From: Ken Mosher <ken at spatulacity.com> on 2007.04.25 at 22:47:07(15591)|
Michael is right, they supposedly don't do well if you raise the
humidity. I had little luck with that approach, however. If your friend
thinks they like Amorphs then he should get a Typhonium venosum and
stick it in the corner. They will all go to that corner!
Common wisdom with the two-spotted spider mite is to spray with 2 or 3
different miticides according to the label directions but *rotate* the
chemicals used. Spider mites develop immunity quickly because of their
short breeding cycle. I had reasonably good results on my Ty. venosums
last year when I rotated Kelthane and an Ortho product called "Systemic
Insect Killer" with active ingredients Acephate and Fenbutin-oxide (the
label says "Formerly Isotox" but I don't think Isotox had the same
ingredients). The Ortho product is VERY smelly! Ugh.

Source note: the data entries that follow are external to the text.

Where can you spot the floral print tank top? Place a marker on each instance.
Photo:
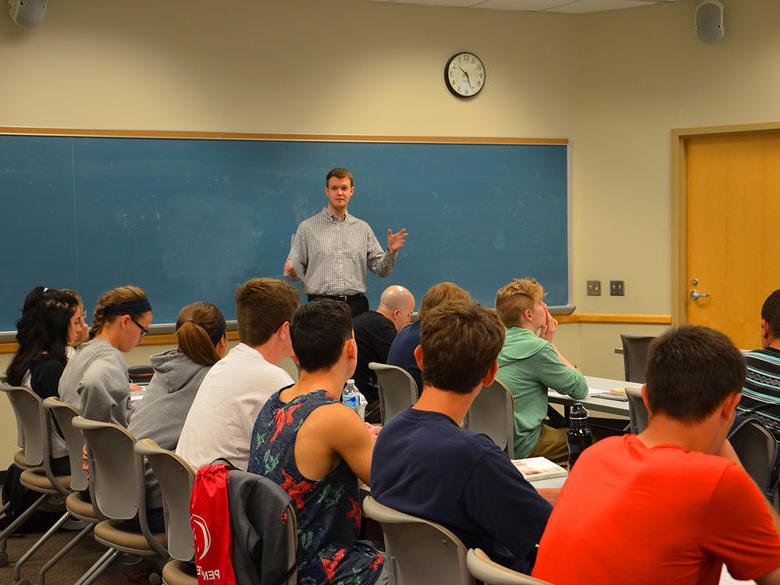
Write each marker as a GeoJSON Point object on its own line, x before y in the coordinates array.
{"type": "Point", "coordinates": [328, 510]}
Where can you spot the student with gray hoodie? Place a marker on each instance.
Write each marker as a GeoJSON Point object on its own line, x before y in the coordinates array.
{"type": "Point", "coordinates": [95, 380]}
{"type": "Point", "coordinates": [178, 373]}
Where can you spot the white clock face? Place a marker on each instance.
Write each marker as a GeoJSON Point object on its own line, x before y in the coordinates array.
{"type": "Point", "coordinates": [465, 75]}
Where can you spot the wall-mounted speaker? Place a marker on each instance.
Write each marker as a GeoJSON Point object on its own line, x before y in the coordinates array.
{"type": "Point", "coordinates": [27, 13]}
{"type": "Point", "coordinates": [709, 21]}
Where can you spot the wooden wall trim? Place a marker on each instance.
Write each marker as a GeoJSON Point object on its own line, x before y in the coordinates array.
{"type": "Point", "coordinates": [265, 136]}
{"type": "Point", "coordinates": [616, 319]}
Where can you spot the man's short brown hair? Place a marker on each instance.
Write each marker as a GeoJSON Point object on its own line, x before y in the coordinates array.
{"type": "Point", "coordinates": [440, 293]}
{"type": "Point", "coordinates": [340, 173]}
{"type": "Point", "coordinates": [516, 297]}
{"type": "Point", "coordinates": [262, 306]}
{"type": "Point", "coordinates": [770, 312]}
{"type": "Point", "coordinates": [691, 370]}
{"type": "Point", "coordinates": [460, 342]}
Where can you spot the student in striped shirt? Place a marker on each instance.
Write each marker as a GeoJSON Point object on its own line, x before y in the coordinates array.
{"type": "Point", "coordinates": [761, 392]}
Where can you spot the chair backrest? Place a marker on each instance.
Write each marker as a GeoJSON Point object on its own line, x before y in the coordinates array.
{"type": "Point", "coordinates": [635, 357]}
{"type": "Point", "coordinates": [492, 413]}
{"type": "Point", "coordinates": [421, 552]}
{"type": "Point", "coordinates": [483, 568]}
{"type": "Point", "coordinates": [757, 450]}
{"type": "Point", "coordinates": [175, 477]}
{"type": "Point", "coordinates": [113, 468]}
{"type": "Point", "coordinates": [64, 413]}
{"type": "Point", "coordinates": [397, 389]}
{"type": "Point", "coordinates": [31, 418]}
{"type": "Point", "coordinates": [637, 411]}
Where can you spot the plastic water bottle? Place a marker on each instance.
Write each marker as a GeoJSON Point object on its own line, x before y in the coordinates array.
{"type": "Point", "coordinates": [578, 436]}
{"type": "Point", "coordinates": [353, 398]}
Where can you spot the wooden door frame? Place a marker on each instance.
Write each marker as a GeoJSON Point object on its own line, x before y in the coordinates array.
{"type": "Point", "coordinates": [680, 137]}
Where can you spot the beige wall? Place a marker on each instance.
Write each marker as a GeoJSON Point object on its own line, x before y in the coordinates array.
{"type": "Point", "coordinates": [614, 83]}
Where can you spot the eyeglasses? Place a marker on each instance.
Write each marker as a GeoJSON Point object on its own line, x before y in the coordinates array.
{"type": "Point", "coordinates": [144, 330]}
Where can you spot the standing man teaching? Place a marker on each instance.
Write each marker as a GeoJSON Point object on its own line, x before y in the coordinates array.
{"type": "Point", "coordinates": [332, 250]}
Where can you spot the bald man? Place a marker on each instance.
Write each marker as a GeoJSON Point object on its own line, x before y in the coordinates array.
{"type": "Point", "coordinates": [374, 333]}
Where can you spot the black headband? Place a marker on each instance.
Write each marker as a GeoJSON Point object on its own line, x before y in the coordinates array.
{"type": "Point", "coordinates": [129, 308]}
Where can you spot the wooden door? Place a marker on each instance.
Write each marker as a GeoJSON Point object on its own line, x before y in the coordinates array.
{"type": "Point", "coordinates": [733, 230]}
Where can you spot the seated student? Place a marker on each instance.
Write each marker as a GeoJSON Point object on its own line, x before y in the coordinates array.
{"type": "Point", "coordinates": [49, 323]}
{"type": "Point", "coordinates": [314, 447]}
{"type": "Point", "coordinates": [761, 392]}
{"type": "Point", "coordinates": [672, 504]}
{"type": "Point", "coordinates": [529, 364]}
{"type": "Point", "coordinates": [401, 352]}
{"type": "Point", "coordinates": [81, 327]}
{"type": "Point", "coordinates": [178, 373]}
{"type": "Point", "coordinates": [95, 380]}
{"type": "Point", "coordinates": [424, 464]}
{"type": "Point", "coordinates": [374, 332]}
{"type": "Point", "coordinates": [219, 423]}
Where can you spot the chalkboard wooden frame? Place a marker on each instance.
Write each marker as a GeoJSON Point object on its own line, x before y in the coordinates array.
{"type": "Point", "coordinates": [81, 216]}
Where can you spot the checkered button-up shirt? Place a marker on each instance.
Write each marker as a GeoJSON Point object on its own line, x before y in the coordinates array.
{"type": "Point", "coordinates": [332, 255]}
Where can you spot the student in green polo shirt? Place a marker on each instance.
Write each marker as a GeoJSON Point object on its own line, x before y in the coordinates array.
{"type": "Point", "coordinates": [529, 364]}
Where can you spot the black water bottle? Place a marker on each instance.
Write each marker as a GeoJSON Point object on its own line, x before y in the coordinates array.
{"type": "Point", "coordinates": [578, 436]}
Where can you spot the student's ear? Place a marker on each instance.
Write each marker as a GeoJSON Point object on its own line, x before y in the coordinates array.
{"type": "Point", "coordinates": [418, 356]}
{"type": "Point", "coordinates": [487, 380]}
{"type": "Point", "coordinates": [729, 406]}
{"type": "Point", "coordinates": [222, 344]}
{"type": "Point", "coordinates": [350, 346]}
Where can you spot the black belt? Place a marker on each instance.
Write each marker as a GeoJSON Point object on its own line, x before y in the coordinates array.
{"type": "Point", "coordinates": [343, 298]}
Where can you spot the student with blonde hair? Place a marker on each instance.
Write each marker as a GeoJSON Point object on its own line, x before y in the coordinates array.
{"type": "Point", "coordinates": [178, 373]}
{"type": "Point", "coordinates": [95, 379]}
{"type": "Point", "coordinates": [529, 364]}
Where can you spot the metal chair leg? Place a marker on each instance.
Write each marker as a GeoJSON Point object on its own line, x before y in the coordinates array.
{"type": "Point", "coordinates": [99, 567]}
{"type": "Point", "coordinates": [65, 550]}
{"type": "Point", "coordinates": [38, 544]}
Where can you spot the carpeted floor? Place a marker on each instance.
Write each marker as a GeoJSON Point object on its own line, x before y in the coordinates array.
{"type": "Point", "coordinates": [75, 563]}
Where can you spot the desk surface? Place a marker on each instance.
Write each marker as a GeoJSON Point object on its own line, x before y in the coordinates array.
{"type": "Point", "coordinates": [596, 402]}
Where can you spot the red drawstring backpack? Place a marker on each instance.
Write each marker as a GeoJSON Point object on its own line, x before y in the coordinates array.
{"type": "Point", "coordinates": [210, 521]}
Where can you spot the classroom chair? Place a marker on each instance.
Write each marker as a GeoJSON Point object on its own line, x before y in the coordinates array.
{"type": "Point", "coordinates": [76, 506]}
{"type": "Point", "coordinates": [635, 357]}
{"type": "Point", "coordinates": [38, 476]}
{"type": "Point", "coordinates": [757, 450]}
{"type": "Point", "coordinates": [397, 389]}
{"type": "Point", "coordinates": [175, 477]}
{"type": "Point", "coordinates": [118, 491]}
{"type": "Point", "coordinates": [483, 568]}
{"type": "Point", "coordinates": [492, 413]}
{"type": "Point", "coordinates": [420, 552]}
{"type": "Point", "coordinates": [637, 411]}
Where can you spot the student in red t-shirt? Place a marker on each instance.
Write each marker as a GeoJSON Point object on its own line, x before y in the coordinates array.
{"type": "Point", "coordinates": [672, 504]}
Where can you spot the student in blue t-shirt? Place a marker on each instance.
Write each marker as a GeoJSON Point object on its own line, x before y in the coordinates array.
{"type": "Point", "coordinates": [425, 465]}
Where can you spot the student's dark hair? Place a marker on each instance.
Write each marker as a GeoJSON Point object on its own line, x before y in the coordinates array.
{"type": "Point", "coordinates": [770, 312]}
{"type": "Point", "coordinates": [460, 341]}
{"type": "Point", "coordinates": [262, 306]}
{"type": "Point", "coordinates": [42, 328]}
{"type": "Point", "coordinates": [340, 173]}
{"type": "Point", "coordinates": [691, 370]}
{"type": "Point", "coordinates": [318, 331]}
{"type": "Point", "coordinates": [441, 293]}
{"type": "Point", "coordinates": [199, 328]}
{"type": "Point", "coordinates": [109, 300]}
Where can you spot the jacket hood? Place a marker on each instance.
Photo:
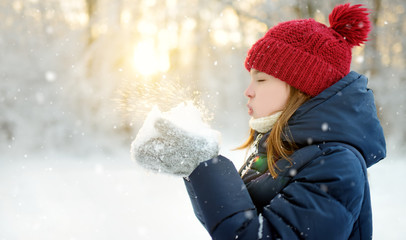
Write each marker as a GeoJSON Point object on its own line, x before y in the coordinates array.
{"type": "Point", "coordinates": [344, 112]}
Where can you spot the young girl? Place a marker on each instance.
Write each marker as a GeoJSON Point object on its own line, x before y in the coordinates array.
{"type": "Point", "coordinates": [314, 131]}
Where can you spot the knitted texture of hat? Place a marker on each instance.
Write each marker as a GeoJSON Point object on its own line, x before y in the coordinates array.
{"type": "Point", "coordinates": [307, 54]}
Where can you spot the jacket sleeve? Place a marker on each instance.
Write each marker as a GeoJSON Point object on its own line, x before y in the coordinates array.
{"type": "Point", "coordinates": [322, 201]}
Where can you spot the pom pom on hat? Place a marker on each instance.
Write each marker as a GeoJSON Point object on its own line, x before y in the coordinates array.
{"type": "Point", "coordinates": [351, 22]}
{"type": "Point", "coordinates": [307, 54]}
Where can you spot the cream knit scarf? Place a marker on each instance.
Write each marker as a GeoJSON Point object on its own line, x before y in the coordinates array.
{"type": "Point", "coordinates": [264, 124]}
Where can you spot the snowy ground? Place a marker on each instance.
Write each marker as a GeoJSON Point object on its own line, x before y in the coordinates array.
{"type": "Point", "coordinates": [100, 197]}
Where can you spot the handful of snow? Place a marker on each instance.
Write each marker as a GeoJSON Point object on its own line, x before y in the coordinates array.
{"type": "Point", "coordinates": [175, 141]}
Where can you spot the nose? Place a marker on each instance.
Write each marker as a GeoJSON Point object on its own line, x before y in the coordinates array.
{"type": "Point", "coordinates": [249, 92]}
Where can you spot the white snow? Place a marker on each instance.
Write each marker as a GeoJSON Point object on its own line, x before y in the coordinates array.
{"type": "Point", "coordinates": [110, 197]}
{"type": "Point", "coordinates": [185, 116]}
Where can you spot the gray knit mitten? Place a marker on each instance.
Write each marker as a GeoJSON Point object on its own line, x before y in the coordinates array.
{"type": "Point", "coordinates": [172, 149]}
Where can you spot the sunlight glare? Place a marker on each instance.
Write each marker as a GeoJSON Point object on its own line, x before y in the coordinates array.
{"type": "Point", "coordinates": [149, 60]}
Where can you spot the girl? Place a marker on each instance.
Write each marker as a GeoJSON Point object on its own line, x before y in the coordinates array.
{"type": "Point", "coordinates": [314, 131]}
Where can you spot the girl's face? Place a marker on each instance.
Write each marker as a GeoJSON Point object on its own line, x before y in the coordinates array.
{"type": "Point", "coordinates": [266, 94]}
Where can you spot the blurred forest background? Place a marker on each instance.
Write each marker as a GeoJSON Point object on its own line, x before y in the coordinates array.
{"type": "Point", "coordinates": [79, 76]}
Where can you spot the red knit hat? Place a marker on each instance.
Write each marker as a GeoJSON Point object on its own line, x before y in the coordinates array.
{"type": "Point", "coordinates": [307, 54]}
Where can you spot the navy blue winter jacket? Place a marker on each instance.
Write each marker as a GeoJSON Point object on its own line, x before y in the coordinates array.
{"type": "Point", "coordinates": [326, 196]}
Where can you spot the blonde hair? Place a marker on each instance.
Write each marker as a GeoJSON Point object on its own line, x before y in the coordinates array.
{"type": "Point", "coordinates": [279, 143]}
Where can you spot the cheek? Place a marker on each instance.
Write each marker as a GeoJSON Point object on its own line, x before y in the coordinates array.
{"type": "Point", "coordinates": [275, 100]}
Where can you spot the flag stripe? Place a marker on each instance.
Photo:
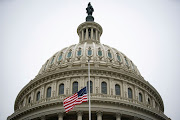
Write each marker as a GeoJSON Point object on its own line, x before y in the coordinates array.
{"type": "Point", "coordinates": [75, 99]}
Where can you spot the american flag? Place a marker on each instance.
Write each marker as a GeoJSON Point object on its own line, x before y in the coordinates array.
{"type": "Point", "coordinates": [75, 99]}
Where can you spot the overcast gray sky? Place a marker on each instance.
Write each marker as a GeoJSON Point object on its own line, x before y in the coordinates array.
{"type": "Point", "coordinates": [147, 31]}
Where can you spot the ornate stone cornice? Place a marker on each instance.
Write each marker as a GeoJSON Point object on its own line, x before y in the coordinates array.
{"type": "Point", "coordinates": [83, 72]}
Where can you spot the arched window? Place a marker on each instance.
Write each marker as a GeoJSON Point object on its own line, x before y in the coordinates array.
{"type": "Point", "coordinates": [61, 89]}
{"type": "Point", "coordinates": [132, 65]}
{"type": "Point", "coordinates": [48, 95]}
{"type": "Point", "coordinates": [89, 33]}
{"type": "Point", "coordinates": [91, 87]}
{"type": "Point", "coordinates": [89, 52]}
{"type": "Point", "coordinates": [109, 54]}
{"type": "Point", "coordinates": [52, 60]}
{"type": "Point", "coordinates": [130, 93]}
{"type": "Point", "coordinates": [126, 61]}
{"type": "Point", "coordinates": [84, 33]}
{"type": "Point", "coordinates": [140, 97]}
{"type": "Point", "coordinates": [29, 100]}
{"type": "Point", "coordinates": [60, 57]}
{"type": "Point", "coordinates": [104, 87]}
{"type": "Point", "coordinates": [94, 34]}
{"type": "Point", "coordinates": [69, 54]}
{"type": "Point", "coordinates": [79, 52]}
{"type": "Point", "coordinates": [38, 96]}
{"type": "Point", "coordinates": [149, 101]}
{"type": "Point", "coordinates": [75, 87]}
{"type": "Point", "coordinates": [118, 57]}
{"type": "Point", "coordinates": [99, 52]}
{"type": "Point", "coordinates": [117, 89]}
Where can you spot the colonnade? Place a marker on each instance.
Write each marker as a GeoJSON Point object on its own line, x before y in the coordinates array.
{"type": "Point", "coordinates": [99, 115]}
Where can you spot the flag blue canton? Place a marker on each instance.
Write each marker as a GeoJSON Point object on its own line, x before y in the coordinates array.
{"type": "Point", "coordinates": [82, 92]}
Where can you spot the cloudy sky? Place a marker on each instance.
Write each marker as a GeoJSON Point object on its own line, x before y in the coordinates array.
{"type": "Point", "coordinates": [147, 31]}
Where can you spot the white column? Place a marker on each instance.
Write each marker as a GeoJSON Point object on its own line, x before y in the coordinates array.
{"type": "Point", "coordinates": [82, 36]}
{"type": "Point", "coordinates": [91, 33]}
{"type": "Point", "coordinates": [135, 118]}
{"type": "Point", "coordinates": [97, 35]}
{"type": "Point", "coordinates": [60, 116]}
{"type": "Point", "coordinates": [79, 115]}
{"type": "Point", "coordinates": [86, 34]}
{"type": "Point", "coordinates": [99, 115]}
{"type": "Point", "coordinates": [118, 116]}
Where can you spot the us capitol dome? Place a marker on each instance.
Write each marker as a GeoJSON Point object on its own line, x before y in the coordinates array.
{"type": "Point", "coordinates": [118, 91]}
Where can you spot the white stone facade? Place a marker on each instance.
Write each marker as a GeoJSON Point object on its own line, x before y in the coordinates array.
{"type": "Point", "coordinates": [107, 65]}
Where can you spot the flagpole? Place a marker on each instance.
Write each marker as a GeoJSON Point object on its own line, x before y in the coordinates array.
{"type": "Point", "coordinates": [89, 91]}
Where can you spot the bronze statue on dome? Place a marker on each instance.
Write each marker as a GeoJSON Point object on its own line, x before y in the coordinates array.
{"type": "Point", "coordinates": [89, 11]}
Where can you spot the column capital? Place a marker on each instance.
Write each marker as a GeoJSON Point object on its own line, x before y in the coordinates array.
{"type": "Point", "coordinates": [43, 117]}
{"type": "Point", "coordinates": [79, 112]}
{"type": "Point", "coordinates": [118, 114]}
{"type": "Point", "coordinates": [99, 112]}
{"type": "Point", "coordinates": [135, 118]}
{"type": "Point", "coordinates": [60, 114]}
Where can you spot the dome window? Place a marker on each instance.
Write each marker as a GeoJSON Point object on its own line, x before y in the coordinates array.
{"type": "Point", "coordinates": [99, 52]}
{"type": "Point", "coordinates": [61, 89]}
{"type": "Point", "coordinates": [130, 93]}
{"type": "Point", "coordinates": [89, 33]}
{"type": "Point", "coordinates": [46, 65]}
{"type": "Point", "coordinates": [109, 54]}
{"type": "Point", "coordinates": [60, 57]}
{"type": "Point", "coordinates": [79, 52]}
{"type": "Point", "coordinates": [89, 52]}
{"type": "Point", "coordinates": [149, 102]}
{"type": "Point", "coordinates": [140, 97]}
{"type": "Point", "coordinates": [126, 61]}
{"type": "Point", "coordinates": [118, 57]}
{"type": "Point", "coordinates": [52, 60]}
{"type": "Point", "coordinates": [104, 87]}
{"type": "Point", "coordinates": [91, 90]}
{"type": "Point", "coordinates": [94, 34]}
{"type": "Point", "coordinates": [29, 100]}
{"type": "Point", "coordinates": [75, 87]}
{"type": "Point", "coordinates": [48, 95]}
{"type": "Point", "coordinates": [117, 89]}
{"type": "Point", "coordinates": [69, 54]}
{"type": "Point", "coordinates": [38, 96]}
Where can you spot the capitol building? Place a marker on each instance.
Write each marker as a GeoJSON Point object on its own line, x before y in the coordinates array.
{"type": "Point", "coordinates": [118, 90]}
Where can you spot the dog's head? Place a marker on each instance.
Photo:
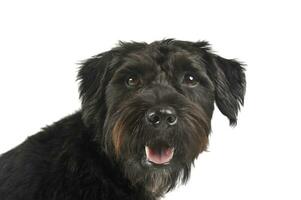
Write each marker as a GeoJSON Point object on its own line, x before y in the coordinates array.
{"type": "Point", "coordinates": [151, 105]}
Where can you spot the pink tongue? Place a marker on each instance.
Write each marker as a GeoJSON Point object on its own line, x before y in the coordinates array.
{"type": "Point", "coordinates": [162, 157]}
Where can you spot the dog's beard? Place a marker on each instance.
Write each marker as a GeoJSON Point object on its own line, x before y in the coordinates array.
{"type": "Point", "coordinates": [127, 139]}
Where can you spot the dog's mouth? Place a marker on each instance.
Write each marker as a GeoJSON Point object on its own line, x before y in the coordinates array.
{"type": "Point", "coordinates": [159, 154]}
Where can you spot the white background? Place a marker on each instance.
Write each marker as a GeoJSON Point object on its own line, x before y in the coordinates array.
{"type": "Point", "coordinates": [41, 42]}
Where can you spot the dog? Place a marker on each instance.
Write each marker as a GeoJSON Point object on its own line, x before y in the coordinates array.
{"type": "Point", "coordinates": [144, 119]}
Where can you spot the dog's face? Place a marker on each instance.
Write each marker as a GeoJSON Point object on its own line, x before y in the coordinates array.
{"type": "Point", "coordinates": [151, 106]}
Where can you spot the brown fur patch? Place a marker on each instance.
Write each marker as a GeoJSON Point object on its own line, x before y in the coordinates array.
{"type": "Point", "coordinates": [117, 136]}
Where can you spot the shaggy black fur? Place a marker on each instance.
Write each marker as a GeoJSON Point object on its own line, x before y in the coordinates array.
{"type": "Point", "coordinates": [99, 152]}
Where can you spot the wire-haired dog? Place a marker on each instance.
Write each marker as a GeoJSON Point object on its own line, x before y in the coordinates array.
{"type": "Point", "coordinates": [145, 118]}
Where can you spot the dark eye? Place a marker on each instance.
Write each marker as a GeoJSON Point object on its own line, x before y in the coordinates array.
{"type": "Point", "coordinates": [190, 80]}
{"type": "Point", "coordinates": [132, 81]}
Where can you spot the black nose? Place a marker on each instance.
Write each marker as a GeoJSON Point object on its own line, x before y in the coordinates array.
{"type": "Point", "coordinates": [163, 115]}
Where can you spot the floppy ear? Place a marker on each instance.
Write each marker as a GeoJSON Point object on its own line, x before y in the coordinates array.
{"type": "Point", "coordinates": [94, 74]}
{"type": "Point", "coordinates": [230, 84]}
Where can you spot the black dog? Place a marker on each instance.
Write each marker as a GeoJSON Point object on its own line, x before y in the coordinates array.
{"type": "Point", "coordinates": [145, 117]}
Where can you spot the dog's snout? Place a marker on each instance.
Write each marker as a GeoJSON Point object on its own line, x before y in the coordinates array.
{"type": "Point", "coordinates": [161, 116]}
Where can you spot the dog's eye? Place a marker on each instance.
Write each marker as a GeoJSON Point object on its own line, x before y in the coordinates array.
{"type": "Point", "coordinates": [132, 81]}
{"type": "Point", "coordinates": [190, 80]}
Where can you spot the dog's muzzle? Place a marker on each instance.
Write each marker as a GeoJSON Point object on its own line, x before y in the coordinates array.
{"type": "Point", "coordinates": [161, 116]}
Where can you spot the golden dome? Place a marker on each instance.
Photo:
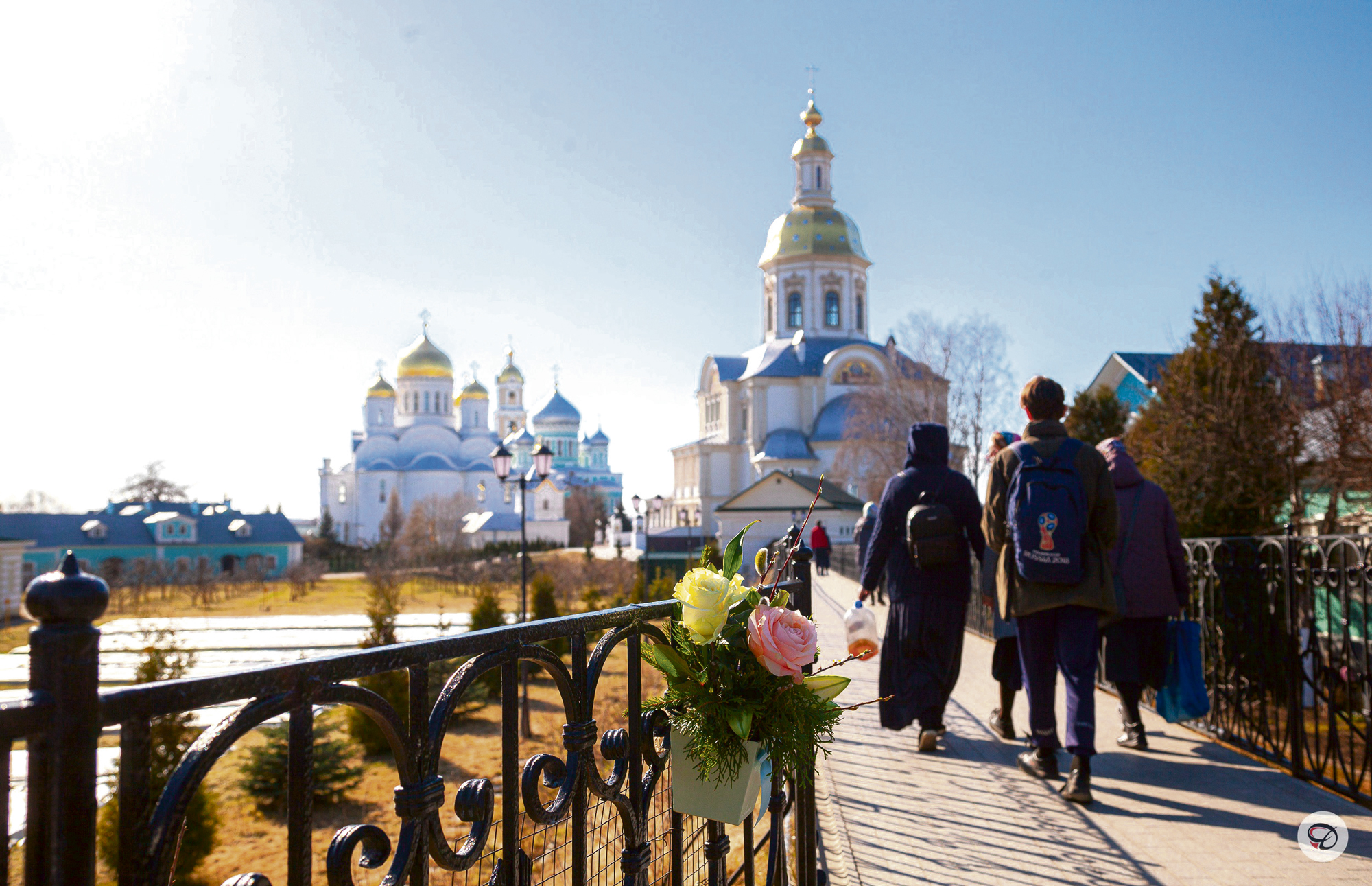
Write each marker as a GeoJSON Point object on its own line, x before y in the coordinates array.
{"type": "Point", "coordinates": [423, 358]}
{"type": "Point", "coordinates": [474, 391]}
{"type": "Point", "coordinates": [810, 141]}
{"type": "Point", "coordinates": [381, 388]}
{"type": "Point", "coordinates": [813, 231]}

He might also try spraying those infested plants with Messenger a couple
of days after the miticide. At the very least it won't hurt them and it
may give them a boost.
D. Christopher Rogers wrote:
Anyone have a good method for dealing with spider mites? The keep
popping up in my friend’s greenhouse. They really seem to like
Amorphophallus, Xanthosoma, Alocasia, and Colocasia, ignoring everything
else. He has been using neem oil, but it seems to kill off leaves. He
went to a weaker concentration, which knocks down the mites immediately
and saves the leaves, but even after spraying twice a day for two weeks,
they just pop right back up. They appear to be the two-spotted spider mite.